In part 1 of our conversation, the VP of the NFID discusses ACIP’s recent meeting, including COVID-19 shared decision-making, informed-consent debates, and new policy actions on hepatitis B and MMRV.
This is part 1 of our conversation with Kevin A Ault, MD, vice president of the National Foundation for Infectious Diseases (NFID) and professor of obstetrics and gynecology at Western Michigan University Homer Stryker MD School of Medicine. Ault previously served on the Centers for Disease Control and Prevention (CDC) Advisory Committee on Immunization Practices (ACIP), where he helped shape multiple recommendations concerning COVID-19 vaccines in adults, adolescents, and children. He was also an author of the 2023 adult, adolescent, and pediatric US immunization schedules, which include recommendations for maternal immunization and adult hepatitis B vaccination.
In this discussion, Ault reflects on ACIP’s recent meeting, including the shift to shared clinical decision-making for COVID-19 vaccination, the debate over informed consent, and how clinicians in obstetrics, pediatrics, and family medicine can operationalize new policy actions around hepatitis B and MMRV.
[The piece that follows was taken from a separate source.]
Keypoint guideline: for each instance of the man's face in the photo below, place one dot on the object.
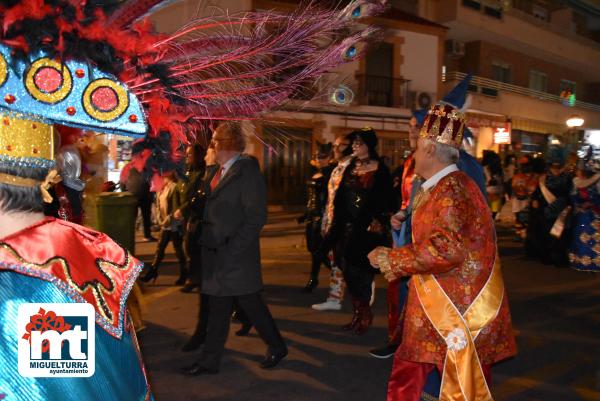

“I think shared decision-making has a specific meaning when the ACIP uses that terminology. I think the last time I was on the ACIP, they voted for shared decision-making. And I might not be remembering this correctly, but I’m certainly familiar with the example of human papillomavirus vaccination.”
He added, “There are certain populations where there may not be as much benefit to HPV vaccines. And so in that theory, or in that spirit, you would give COVID vaccination to people who you thought most likely to benefit from vaccination.”
When reflecting on the most recent ACIP meeting, Ault admitted, “I was a little confused about that discussion…because that’s not something that ACIP usually gets into. It was a little unusual to hear that discussion, and we didn’t have an opportunity to look at the questions being voted on, or the materials before the meeting.”
He explained that while most clinicians are familiar with the Vaccine Information Statements (VIS sheets), “ACIP doesn’t really have any jurisdiction over that. That’s a separate committee that actually makes those up. So…I thought that was a little muddled. You know, informed consent is something that’s done on a very local level, literally in doctors’ offices, and…the ACIP is supposed to be the 35,000-foot viewpoint as far as clinical recommendations.”
Turning to hepatitis B policy, Ault noted, “Prenatal testing for hepatitis B status has been the standard of care since the early 1980s, and so I’m not sure where that was coming from. And again, I’m not sure why ACIP was voting on something that’s already the standard of care.”
He emphasized that the recommendation has been in place for decades, but implementation gaps remain: “Even though we had that recommendation, we still continue to have pediatric and newborn cases of hepatitis B despite a recommendation to universally screen. So we’re never going to get to the point where we have 100% accurate screening 100% of the time. And I don’t think a vote of the ACIP is going to change that.”
He also pointed to disparities in practice: “For women with insurance, there’s about 12% that aren’t tested during pregnancy. Could we make that higher? We certainly could. I have not seen equivalent data on Medicaid, but it boils down to about 10,000 infants are exposed to hepatitis B every year.”
On MMRV, Ault reflected on longstanding safety concerns: “There is an increased risk of seizure with the combined vaccine, especially during that vulnerable period, the first year of life. And so that risk has been known for a long time.” He recalled, “If I remember correctly…it’s about one extra seizure for 2,300 doses. And so some parents may look at that and say, well, that’s 2,299 times out of 2,300 it’s not going to be an increased risk.”
Despite the risks, he stressed the broader safety context: “Febrile seizures are certainly frightening…I understand that they don’t have longer term health consequences. Febrile seizures can certainly occur because of measles and chickenpox.”
By comparison with COVID-19 deliberations, Ault suggested the hepatitis B birth dose requires no change: “The birth dose is inexpensive, has been around for 30 years, [and] has worked remarkably well at reducing pediatric hepatitis infections by about 99%. So I’m not sure we’re going to improve on that number.”
ACIP members also urged CDC to provide clearer, plain-language informed-consent materials and called for more transparent posting of vote language with consistent use of the evidence-to-recommendation framework.
Clinically, the playbook remains stable: continue COVID-19 vaccination via shared decision making for higher-risk patients, maintain HBV birth-dose practices and universal prenatal testing, and use separate MMR and varicella doses before age 4. Coverage through VFC, Medicare/Medicaid, and commercial plans is expected to continue without new prescription requirements.